Dutch ferry operator Rederij Doeksen said its first liquefied natural gas-powered ferry, Willem Barentsz, will start its service on Friday.
The ship will operate on the Wadden Sea, a UNESCO World Heritage site.
It will work on the ferry connection to Dutch islands of Terschelling and Vlieland.
The BMT-designed LNG catamaran is the first out of two 70-meter sister vessels featuring Rolls-Royce twin MTU gas engines.
The two new vessels will each have the capacity to transport up to 600 passengers and 64 cars across the Wadden Sea.

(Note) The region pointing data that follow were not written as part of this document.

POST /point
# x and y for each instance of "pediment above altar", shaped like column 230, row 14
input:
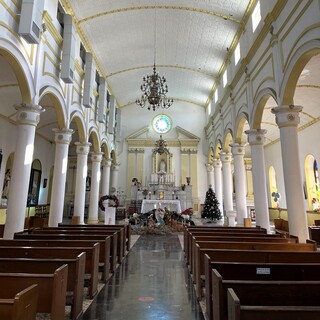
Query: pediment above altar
column 178, row 137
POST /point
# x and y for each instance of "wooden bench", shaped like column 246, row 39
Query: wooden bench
column 104, row 254
column 21, row 306
column 126, row 227
column 257, row 271
column 273, row 293
column 239, row 310
column 91, row 265
column 101, row 239
column 52, row 289
column 119, row 238
column 75, row 280
column 201, row 249
column 194, row 239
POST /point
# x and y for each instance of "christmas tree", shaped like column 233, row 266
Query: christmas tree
column 211, row 206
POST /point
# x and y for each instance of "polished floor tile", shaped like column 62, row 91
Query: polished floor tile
column 151, row 283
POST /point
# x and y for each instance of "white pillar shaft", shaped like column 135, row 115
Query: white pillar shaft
column 227, row 181
column 240, row 182
column 287, row 118
column 114, row 176
column 81, row 175
column 94, row 192
column 105, row 177
column 210, row 176
column 62, row 139
column 259, row 180
column 218, row 183
column 28, row 117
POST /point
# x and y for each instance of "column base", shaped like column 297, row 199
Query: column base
column 93, row 221
column 231, row 218
column 75, row 220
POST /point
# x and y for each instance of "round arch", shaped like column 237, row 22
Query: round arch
column 259, row 104
column 58, row 103
column 297, row 62
column 21, row 70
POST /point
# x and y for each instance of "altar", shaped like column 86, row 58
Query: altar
column 171, row 205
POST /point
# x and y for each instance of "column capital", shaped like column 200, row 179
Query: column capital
column 28, row 113
column 225, row 157
column 62, row 136
column 237, row 149
column 256, row 136
column 106, row 162
column 287, row 116
column 209, row 167
column 217, row 163
column 96, row 156
column 83, row 147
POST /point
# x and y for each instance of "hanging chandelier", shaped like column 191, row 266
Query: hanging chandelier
column 154, row 88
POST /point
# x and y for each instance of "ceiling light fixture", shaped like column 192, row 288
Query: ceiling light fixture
column 154, row 87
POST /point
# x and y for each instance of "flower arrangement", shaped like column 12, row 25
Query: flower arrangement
column 108, row 197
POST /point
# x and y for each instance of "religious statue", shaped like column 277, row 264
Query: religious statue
column 162, row 166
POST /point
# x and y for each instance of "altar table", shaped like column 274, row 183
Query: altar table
column 171, row 205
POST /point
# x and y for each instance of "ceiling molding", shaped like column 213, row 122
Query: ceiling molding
column 212, row 13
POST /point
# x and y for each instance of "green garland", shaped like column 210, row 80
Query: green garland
column 108, row 197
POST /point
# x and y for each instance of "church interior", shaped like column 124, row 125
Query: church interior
column 203, row 113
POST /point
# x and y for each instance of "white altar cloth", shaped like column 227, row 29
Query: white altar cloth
column 110, row 215
column 171, row 205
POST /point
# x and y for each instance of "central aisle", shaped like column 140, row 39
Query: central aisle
column 152, row 283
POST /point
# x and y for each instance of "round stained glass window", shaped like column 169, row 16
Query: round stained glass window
column 161, row 123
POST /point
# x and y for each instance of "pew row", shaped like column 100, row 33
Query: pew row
column 91, row 265
column 101, row 239
column 201, row 249
column 126, row 227
column 257, row 271
column 272, row 293
column 52, row 289
column 21, row 306
column 104, row 254
column 75, row 280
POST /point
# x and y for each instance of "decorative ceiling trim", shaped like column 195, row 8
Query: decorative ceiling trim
column 212, row 13
column 160, row 66
column 175, row 99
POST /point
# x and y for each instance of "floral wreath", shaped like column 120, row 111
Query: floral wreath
column 108, row 197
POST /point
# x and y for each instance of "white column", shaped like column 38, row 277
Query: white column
column 210, row 175
column 218, row 182
column 94, row 192
column 287, row 118
column 227, row 181
column 62, row 140
column 28, row 116
column 238, row 152
column 115, row 175
column 256, row 138
column 81, row 175
column 106, row 165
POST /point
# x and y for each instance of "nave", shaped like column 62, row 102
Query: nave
column 152, row 283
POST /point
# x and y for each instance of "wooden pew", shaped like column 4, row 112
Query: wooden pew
column 273, row 293
column 104, row 254
column 78, row 237
column 21, row 306
column 52, row 289
column 201, row 249
column 257, row 271
column 126, row 227
column 232, row 238
column 120, row 244
column 238, row 311
column 75, row 280
column 91, row 266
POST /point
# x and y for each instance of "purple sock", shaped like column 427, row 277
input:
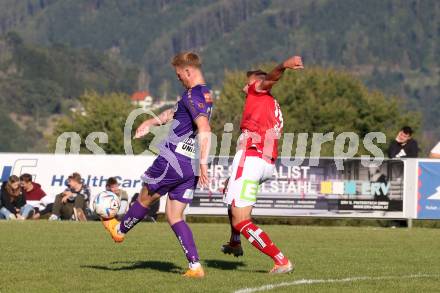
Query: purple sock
column 184, row 235
column 135, row 214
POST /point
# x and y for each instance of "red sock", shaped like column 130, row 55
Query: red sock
column 259, row 239
column 235, row 235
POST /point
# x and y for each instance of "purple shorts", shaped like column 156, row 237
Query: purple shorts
column 162, row 178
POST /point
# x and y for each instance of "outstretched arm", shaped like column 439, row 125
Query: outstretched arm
column 204, row 140
column 271, row 79
column 163, row 118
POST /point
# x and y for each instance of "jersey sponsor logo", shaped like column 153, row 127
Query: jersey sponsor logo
column 249, row 190
column 188, row 194
column 187, row 148
column 208, row 97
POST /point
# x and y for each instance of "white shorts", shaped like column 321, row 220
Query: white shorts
column 248, row 172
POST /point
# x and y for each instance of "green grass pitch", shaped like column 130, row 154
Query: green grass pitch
column 41, row 256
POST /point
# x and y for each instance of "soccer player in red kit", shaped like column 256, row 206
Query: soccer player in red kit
column 261, row 126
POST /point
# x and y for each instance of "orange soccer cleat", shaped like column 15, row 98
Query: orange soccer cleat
column 195, row 273
column 111, row 226
column 282, row 269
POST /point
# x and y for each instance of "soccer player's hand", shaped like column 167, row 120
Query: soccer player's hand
column 142, row 130
column 203, row 178
column 294, row 62
column 66, row 197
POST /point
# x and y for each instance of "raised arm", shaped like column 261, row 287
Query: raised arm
column 204, row 140
column 272, row 77
column 163, row 118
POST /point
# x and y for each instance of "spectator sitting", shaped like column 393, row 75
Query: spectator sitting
column 13, row 202
column 435, row 152
column 32, row 192
column 113, row 186
column 73, row 201
column 404, row 146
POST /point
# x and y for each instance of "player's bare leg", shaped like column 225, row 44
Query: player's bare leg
column 234, row 245
column 134, row 215
column 174, row 211
column 241, row 219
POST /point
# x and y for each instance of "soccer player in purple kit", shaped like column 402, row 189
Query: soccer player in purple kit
column 174, row 171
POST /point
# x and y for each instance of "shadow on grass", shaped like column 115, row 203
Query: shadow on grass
column 151, row 264
column 223, row 265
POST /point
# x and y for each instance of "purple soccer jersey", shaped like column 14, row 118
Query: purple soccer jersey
column 172, row 172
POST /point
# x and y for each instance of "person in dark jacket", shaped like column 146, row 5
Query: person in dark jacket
column 73, row 201
column 13, row 202
column 33, row 194
column 404, row 146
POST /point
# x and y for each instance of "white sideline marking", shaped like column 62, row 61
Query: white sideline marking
column 345, row 280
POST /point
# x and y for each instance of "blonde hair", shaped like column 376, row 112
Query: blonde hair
column 187, row 59
column 13, row 179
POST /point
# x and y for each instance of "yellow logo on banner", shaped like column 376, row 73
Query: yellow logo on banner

Strategic Marine shipyard in Vietnam built both of the ships while Doeksen completed final outfiting and commissioning.
According to Doeksen, the second ship, Willem de Vlamingh, will follow in September.
The company says that these ships are the first Dutch single-fuel LNG-powered ferries.
Doeksen also claims that these ferries are the world’s first ships with single-fuel LNG engines that can drive a fixed propeller directly.
The IMO Tier III and EU stage V compliant engines each deliver 1,492 kW, enabling the vessels to reach cruising speeds of 14 knots.
Emissions from the LNG engines fall “considerably below” the current IMO III limits.
Furthermore, the engine emits no sulfur oxides and only very small quantities of nitrogen oxide, Doeksen said.
The shipping company plans to reduce CO2 emissions even more.
It aims to achive this by “blending standard LNG with bio-LNG or LBG as soon as this type of fuel becomes sufficiently available”.